Die Entwicklung auf dem schweizerischen Kapitalmarkt wird nach wie vor stark durch die unerwartet großen Kapitalakkumulationen bestimmt, die aus dem Versicherungsgeschäft stammen. Die staatliche Alters- und Hinterlassenenversicherung hat hierzu wesentlich beigetragen. Ein Arbeiter verwendet heute durchschnittlich über 11 v. H. seines Einkommens zur Bezahlung von Versicherungsprämien (1912 waren es 2,8 v. H.) Da die Zinssätze – unter dem Druck des zunehmenden Kapitalangebots – weiter gesunken sind, hat eine Jagd nach Boden und Bodenwerten eingesetzt, die zu geradezu grotesken Zuständen im Liegenschaften- und Grundstückshandel geführt hat. So wird beispielsweise in den Städten neuerdings der Boden nicht mehr verkauft, sondern nur noch das auf eine bestimmte Zeitspanne befristete Recht, die Parzelle zu überbauen.
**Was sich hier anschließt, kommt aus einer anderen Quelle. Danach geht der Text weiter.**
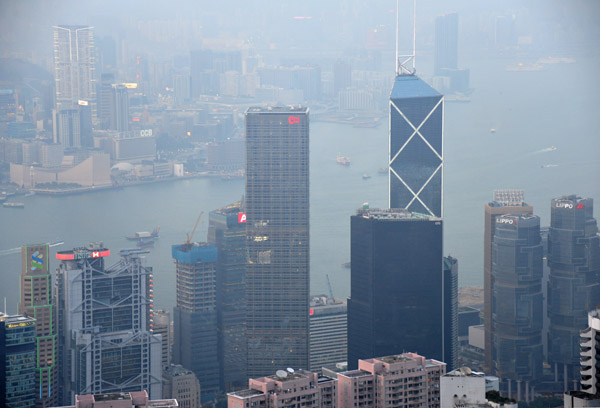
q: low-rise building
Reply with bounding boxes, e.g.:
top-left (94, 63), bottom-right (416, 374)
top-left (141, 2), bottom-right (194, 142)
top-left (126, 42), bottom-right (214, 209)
top-left (52, 391), bottom-right (178, 408)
Die dafür zu entrichtende Rente übersteigt bei günstig gelegenen Objekten die anderswo auf dem Kapitalmarkt erzielbare Rendite bei weitem. In der Bundesstadt Bern wurde kürzlich ein „Baurechtsvertrag“ zwischen zwei Handelsgesellschaften abgeschlossen, bei dem die jährliche Nutzungsgebühr auf den Quadratmeter kapitalisiert – bis zu 34 000 sfrs. ergibt. Solche Quadratmeterpreise werden nicht einmal in New York bezahlt. Man sieht als praktische Folge dieser Entwicklung voraus, daß Stadtboden über kurz oder lang in der Schweiz wohl unverkäuflich sein wird.